3. Impact on developers
According to Experts predict that in five years, information in the form of text, images, videos, and speech will all be input into large language models (LLM) in real time. By then, computers will have direct access to all information sources and will continuously improve themselves through multimodal interactions.
Huang Renxun said, "In the future, we will enter the era of continuous learning. We can decide whether to deploy the results of continuous learning, and the interaction with the computer will no longer rely on C++."
This is what AI technology is about - humans can, after reasoning, ask a computer to generate code to achieve a specific goal. In other words, in the future, people will be able to communicate smoothly with computers using simple languages instead of C++ or Python.
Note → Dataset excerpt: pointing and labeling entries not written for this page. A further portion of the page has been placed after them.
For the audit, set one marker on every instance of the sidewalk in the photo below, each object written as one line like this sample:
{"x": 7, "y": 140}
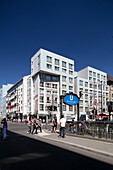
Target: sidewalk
{"x": 97, "y": 146}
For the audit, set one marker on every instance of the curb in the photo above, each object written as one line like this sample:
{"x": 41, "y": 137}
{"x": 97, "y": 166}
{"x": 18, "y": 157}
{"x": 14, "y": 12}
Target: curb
{"x": 82, "y": 147}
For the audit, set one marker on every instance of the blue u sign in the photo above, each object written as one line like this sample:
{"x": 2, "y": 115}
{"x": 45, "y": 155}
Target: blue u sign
{"x": 71, "y": 100}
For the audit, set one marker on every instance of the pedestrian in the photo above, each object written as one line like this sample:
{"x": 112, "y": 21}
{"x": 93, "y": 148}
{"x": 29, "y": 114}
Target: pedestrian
{"x": 84, "y": 127}
{"x": 53, "y": 125}
{"x": 39, "y": 125}
{"x": 5, "y": 127}
{"x": 62, "y": 126}
{"x": 29, "y": 125}
{"x": 72, "y": 126}
{"x": 34, "y": 126}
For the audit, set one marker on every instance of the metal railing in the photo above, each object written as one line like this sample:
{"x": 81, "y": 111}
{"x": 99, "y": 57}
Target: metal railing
{"x": 96, "y": 129}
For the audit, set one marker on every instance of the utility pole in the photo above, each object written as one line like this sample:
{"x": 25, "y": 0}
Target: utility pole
{"x": 101, "y": 96}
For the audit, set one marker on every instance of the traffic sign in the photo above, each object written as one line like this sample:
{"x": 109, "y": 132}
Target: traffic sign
{"x": 71, "y": 99}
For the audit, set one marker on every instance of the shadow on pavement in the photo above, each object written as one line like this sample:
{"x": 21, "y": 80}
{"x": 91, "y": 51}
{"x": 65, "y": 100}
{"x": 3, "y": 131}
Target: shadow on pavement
{"x": 23, "y": 153}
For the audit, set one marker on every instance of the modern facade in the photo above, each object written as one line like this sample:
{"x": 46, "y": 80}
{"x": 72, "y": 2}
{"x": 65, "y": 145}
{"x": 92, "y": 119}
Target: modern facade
{"x": 17, "y": 99}
{"x": 92, "y": 83}
{"x": 53, "y": 76}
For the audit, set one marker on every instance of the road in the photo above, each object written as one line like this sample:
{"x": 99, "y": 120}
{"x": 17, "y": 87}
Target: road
{"x": 23, "y": 151}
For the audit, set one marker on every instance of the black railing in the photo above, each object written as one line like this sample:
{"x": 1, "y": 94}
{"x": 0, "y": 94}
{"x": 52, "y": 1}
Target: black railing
{"x": 96, "y": 129}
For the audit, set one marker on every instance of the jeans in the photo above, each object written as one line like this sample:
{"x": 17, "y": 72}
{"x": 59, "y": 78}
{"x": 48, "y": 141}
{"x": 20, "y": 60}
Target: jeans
{"x": 4, "y": 133}
{"x": 62, "y": 129}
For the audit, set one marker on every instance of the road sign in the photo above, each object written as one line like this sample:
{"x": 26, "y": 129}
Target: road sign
{"x": 71, "y": 99}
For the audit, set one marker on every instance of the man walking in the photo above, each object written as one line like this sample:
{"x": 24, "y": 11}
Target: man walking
{"x": 62, "y": 126}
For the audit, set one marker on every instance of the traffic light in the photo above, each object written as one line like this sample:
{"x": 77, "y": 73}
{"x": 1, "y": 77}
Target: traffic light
{"x": 80, "y": 94}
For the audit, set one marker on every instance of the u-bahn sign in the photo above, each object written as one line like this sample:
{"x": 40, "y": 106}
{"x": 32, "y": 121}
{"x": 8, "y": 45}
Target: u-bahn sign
{"x": 71, "y": 99}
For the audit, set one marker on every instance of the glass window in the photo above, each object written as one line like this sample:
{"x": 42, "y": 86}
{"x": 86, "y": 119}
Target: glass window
{"x": 70, "y": 80}
{"x": 64, "y": 107}
{"x": 57, "y": 62}
{"x": 41, "y": 91}
{"x": 71, "y": 66}
{"x": 41, "y": 107}
{"x": 49, "y": 59}
{"x": 42, "y": 76}
{"x": 98, "y": 75}
{"x": 48, "y": 92}
{"x": 70, "y": 87}
{"x": 63, "y": 70}
{"x": 86, "y": 84}
{"x": 90, "y": 73}
{"x": 49, "y": 66}
{"x": 64, "y": 78}
{"x": 54, "y": 86}
{"x": 48, "y": 78}
{"x": 70, "y": 108}
{"x": 94, "y": 74}
{"x": 63, "y": 64}
{"x": 48, "y": 85}
{"x": 70, "y": 72}
{"x": 63, "y": 86}
{"x": 80, "y": 82}
{"x": 56, "y": 68}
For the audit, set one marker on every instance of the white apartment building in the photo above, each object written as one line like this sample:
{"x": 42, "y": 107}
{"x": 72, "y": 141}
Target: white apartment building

“In my opinion, the value of programming itself is quietly crossing the historical turning point of decline.” Huang Renxun also added that AI is already bridging the gap between humans and technology.
“Right now, there are about tens of millions of people relying on their computer programming knowledge to find jobs and earn income, while the remaining 8 billion people are far behind. The future situation There will be changes."
In Huang Renxun's view, English will become the most powerful programming language, and personalized interaction is a key factor in narrowing the technology gap.
Generative AI will become a macro-level operating system where humans can instruct computers to create applications using simple language. Huang Renxun said that large language models will help humans transform their inspiration into reality through computers.
For example, humans can already ask big languages to generate Python code for domain-specific applications, with all prompts written in plain English.
"How do we make the computer do what we want? How do we fine-tune the instructions on the computer? The answer to these questions is prompt word engineering, and it is more of an art than a pure technology ."
In other words, humans will be able to focus on domain expertise, while generative AI will make up for the shortcomings of programming skills. Huang Renxun believes that this will completely subvert the software development landscape.
Huang Renxun has previously compared large language models to college graduates who have been pre-trained and bright-minded. NVIDIA is providing expertise in areas such as healthcare and finance around large models to provide efficient support to enterprise customers.